Historical population
| Census | Pop. | Note | %± |
| 1910 | 155 |  | — |
| 1920 | 172 |  | 11.0% |
| 1930 | 335 |  | 94.8% |
| 1940 | 373 |  | 11.3% |
| 1950 | 750 |  | 101.1% |
| 1960 | 845 |  | 12.7% |
| 1970 | 1,002 |  | 18.6% |
| 1980 | 910 |  | −9.2% |
| 1990 | 1,212 |  | 33.2% |
| 2000 | 1,218 |  | 0.5% |
| 2010 | 1,412 |  | 15.9% |
| 2020 | 1,062 |  | −24.8% |
U.S. Decennial Census 1850–1870 1870–1880 1890–1910 1920–1930 1940 1950 1960 1970 1980 1990 2000 2010

===2020 census===
As of the 2020 census, Woodbine had a population of 1,062. The median age was 42.6 years. 24.2% of residents were under the age of 18 and 16.8% of residents were 65 years of age or older. For every 100 females there were 79.1 males, and for every 100 females age 18 and over there were 74.6 males age 18 and over.

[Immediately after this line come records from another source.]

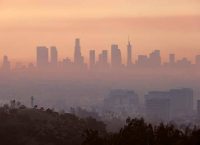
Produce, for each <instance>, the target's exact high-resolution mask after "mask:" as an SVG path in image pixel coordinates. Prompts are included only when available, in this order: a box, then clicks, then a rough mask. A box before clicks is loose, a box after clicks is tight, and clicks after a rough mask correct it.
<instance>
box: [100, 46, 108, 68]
mask: <svg viewBox="0 0 200 145" xmlns="http://www.w3.org/2000/svg"><path fill="white" fill-rule="evenodd" d="M98 66H99V67H103V68H105V67H108V51H107V50H102V52H101V54H99V61H98Z"/></svg>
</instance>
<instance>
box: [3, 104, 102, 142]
mask: <svg viewBox="0 0 200 145" xmlns="http://www.w3.org/2000/svg"><path fill="white" fill-rule="evenodd" d="M87 129H92V130H98V131H99V132H101V133H102V134H104V133H105V124H104V123H102V122H99V121H96V120H95V119H93V118H87V119H80V118H78V117H76V116H74V115H72V114H69V113H57V112H55V111H53V110H51V109H46V110H45V109H44V108H40V109H37V108H26V107H25V106H23V105H18V106H16V105H15V106H14V107H11V106H8V105H4V106H3V107H1V108H0V144H1V145H80V144H81V143H82V142H83V140H84V136H83V134H84V132H85V130H87Z"/></svg>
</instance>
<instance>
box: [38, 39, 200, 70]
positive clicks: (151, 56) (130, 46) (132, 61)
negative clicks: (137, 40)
mask: <svg viewBox="0 0 200 145" xmlns="http://www.w3.org/2000/svg"><path fill="white" fill-rule="evenodd" d="M132 52H133V47H132V45H131V42H130V41H128V44H127V59H126V64H123V63H122V54H121V50H120V48H119V46H118V45H117V44H112V45H111V51H110V54H109V51H108V50H102V52H101V53H100V54H99V55H97V54H96V51H95V50H89V62H88V65H87V64H86V63H85V61H84V57H83V56H82V54H81V45H80V39H78V38H77V39H75V47H74V60H73V61H72V60H70V59H69V58H67V59H64V60H63V62H62V63H63V64H65V65H67V66H74V67H82V68H90V69H98V68H100V69H103V68H104V69H105V68H125V67H126V68H134V67H146V68H148V67H161V66H165V67H189V66H192V65H200V55H197V56H196V59H195V60H196V61H195V64H192V63H191V61H189V60H188V59H187V58H182V59H180V60H176V56H175V54H169V61H168V62H167V63H162V58H161V55H160V50H154V51H153V52H152V53H150V54H149V56H148V55H138V58H137V59H136V61H135V63H134V62H133V57H132ZM50 53H51V58H50V63H48V48H46V47H38V48H37V66H38V67H40V66H44V65H45V66H48V65H47V64H54V66H55V65H56V64H58V63H59V62H58V53H57V49H56V47H51V52H50Z"/></svg>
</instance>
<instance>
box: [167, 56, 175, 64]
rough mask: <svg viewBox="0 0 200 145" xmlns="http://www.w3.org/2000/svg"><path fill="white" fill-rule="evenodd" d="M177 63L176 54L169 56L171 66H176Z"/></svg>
mask: <svg viewBox="0 0 200 145" xmlns="http://www.w3.org/2000/svg"><path fill="white" fill-rule="evenodd" d="M175 63H176V56H175V54H169V64H170V65H175Z"/></svg>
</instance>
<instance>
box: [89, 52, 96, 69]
mask: <svg viewBox="0 0 200 145" xmlns="http://www.w3.org/2000/svg"><path fill="white" fill-rule="evenodd" d="M95 64H96V56H95V50H90V68H94V67H95Z"/></svg>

0.0% of residents lived in urban areas, while 100.0% lived in rural areas.

There were 472 households in Woodbine, including 316 families, and 32.4% had children under the age of 18 living in them. Of all households, 35.8% were married-couple households, 16.3% were households with a male householder and no spouse or partner present, and 41.1% were households with a female householder and no spouse or partner present. About 31.8% of all households were made up of individuals and 9.9% had someone living alone who was 65 years of age or older.

There were 540 housing units, of which 12.6% were vacant. The homeowner vacancy rate was 2.1% and the rental vacancy rate was 8.0%.

Woodbine racial composition as of 2020
| Race | Num. | Perc. |
|---|---|---|
| White (non-Hispanic) | 606 | 57.06% |
| Black or African American (non-Hispanic) | 385 | 36.25% |
| Native American | 4 | 0.38% |
| Asian | 7 | 0.66% |
| Pacific Islander | 4 | 0.38% |
| Other/Mixed | 44 | 4.14% |
| Hispanic or Latino | 12 | 1.13% |

==Education==
Woodbine is served by the Camden County School District. Woodbine Elementary School, located within the city, serves the surrounding area.